Literary Site Type: Historical Site

Carl Sandburg Home National Historic Site

Carl Sandburg and his family lived in this house from 1945 until Sandburg’s death in 1967. The park is located on 270 acres in western North Carolina. The average visit is 2 hours.

Today, National Park Service Rangers or park volunteer guides offer tours through the writer’s house. Visitors can also drop in on the bookstore, which offers a broad selection of Sandburg’s works.

Margaret Mitchell House

Located at the corner of 10th Street and Peachtree Street, Atlanta History Center Midtown contains the Margaret Mitchell House, a property listed on the National Register of Historic Places. The Margaret Mitchell House features guided tours of the apartment where Margaret Mitchell wrote Gone With the Wind, a Gone With the Wind movie exhibition, an exhibition showcasing the life and times of Mitchell, and the Margaret Mitchell gift shop.

Robinson Jeffers Tor House

Robinson Jeffers built Tor House and Hawk Tower as a home and refuge for himself and his family.  It was in Tor House that Jeffers wrote all of his major works: the long narratives of “this coast crying out for tragedy,” the shorter meditative lyrics and dramas on classical themes, and the critically acclaimed adaptation of Medea for the Broadway stage. The Tor House Foundation offers docent-led tours, curates a performance and reading series, and sponsors an annual Robinson Jeffers Poetry Prize. 

Flannery O’Connor Childhood Home

Flannery O’Connor lived in this house at 207 East Charlton Street in Savannah from her birth in 1925 until 1938. Visitors to the house museum can see the home as it would have looked when the O’Connor family lived there. The Flannery O’Connor Childhood Home also offers a variety of free events throughout the year, including free Sunday lecture series in both the spring and the fall, and the Annual Ursrey Memorial Lecture, which has brought Michael Cunningham, Allan Gurganus, and Jaimy Gordon to Savannah.

Eudora Welty House

For 76 years, Eudora Welty lived and wrote in her home on 1119 Pinehurst Place in Jackson, Mississippi. The Eudora Welty House is a National Historic Landmark and one of the nation’s most intact literary house museums. Restored by the Mississipi Department of Archives and History after her death in 2001, the Eudora Welty House is open for tours by reservation. 

Paul Laurence Dunbar House

A modest two-story red brick building with nine rooms, the Paul Laurence Dunbar House was designated a National Historic Landmark in 1966. The surrounding Dunbar Historic District, named after the poet and author, was listed in the National Register of Historic Places on June 30, 1980. Dunbar wrote many of his works while living in Dayton. Today, the house serves as a Dunbar museum and is open for tours.

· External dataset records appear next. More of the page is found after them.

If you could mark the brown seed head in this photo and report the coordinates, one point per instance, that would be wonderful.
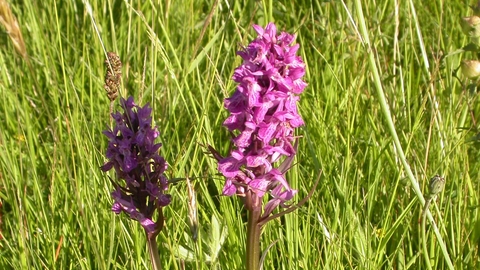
(113, 75)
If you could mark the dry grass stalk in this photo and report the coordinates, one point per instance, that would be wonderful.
(13, 29)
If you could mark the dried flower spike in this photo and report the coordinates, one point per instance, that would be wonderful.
(133, 154)
(113, 76)
(263, 117)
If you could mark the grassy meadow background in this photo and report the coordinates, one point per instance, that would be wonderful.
(180, 56)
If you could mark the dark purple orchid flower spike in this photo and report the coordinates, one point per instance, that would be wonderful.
(140, 169)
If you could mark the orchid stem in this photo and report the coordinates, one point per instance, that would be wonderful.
(153, 250)
(253, 239)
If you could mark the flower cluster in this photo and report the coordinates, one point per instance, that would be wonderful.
(263, 116)
(133, 154)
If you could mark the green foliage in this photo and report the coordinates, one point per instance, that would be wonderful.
(180, 56)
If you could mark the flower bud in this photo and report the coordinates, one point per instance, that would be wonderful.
(470, 68)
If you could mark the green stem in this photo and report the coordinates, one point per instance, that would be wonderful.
(153, 250)
(253, 233)
(424, 238)
(391, 127)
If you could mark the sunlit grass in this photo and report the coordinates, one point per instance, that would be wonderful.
(180, 56)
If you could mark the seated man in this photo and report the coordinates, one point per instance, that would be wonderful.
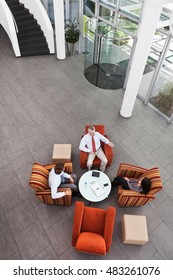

Willa Cather’s Childhood Home

Willa Cather came to Nebraska from Virginia in 1883 when she was nine years old. The Cather family lived in this home in Red Cloud from 1884 to 1904, a formative period in Cather’s development as a writer. Willa Cather describes the house in great detail in her novel The Song of the Lark and her short story “Old Mrs. Harris.” Visitors can see some of her original possessions still displayed there, as well as the family’s household items throughout the home.

The Steinbeck House

Built in 1897 and restored in 1973, this Queen Anne Victorian served as the birthplace and childhood home of John Steinbeck. Today, the house is operated by The Valley Guild as a luncheon restaurant. Tours and private parties are available.

Ralph Waldo Emerson House

Built in 1828, this square frame house served as the home to Ralph Waldo Emerson and his second wife, Lydia Jackson, from 1835 to his death in 1882. Today, the house still contains many of Emerson’s personal effects and the home’s original furnishings. Guided tours are offered from mid-April to mid-October.

Rowan Oak

Built in 1844, Rowan Oak was the home to William Faulkner and his family for over forty years. The house and its grounds are open to visitors for guided tours, but tour groups are encouraged to make arrangements ahead of time.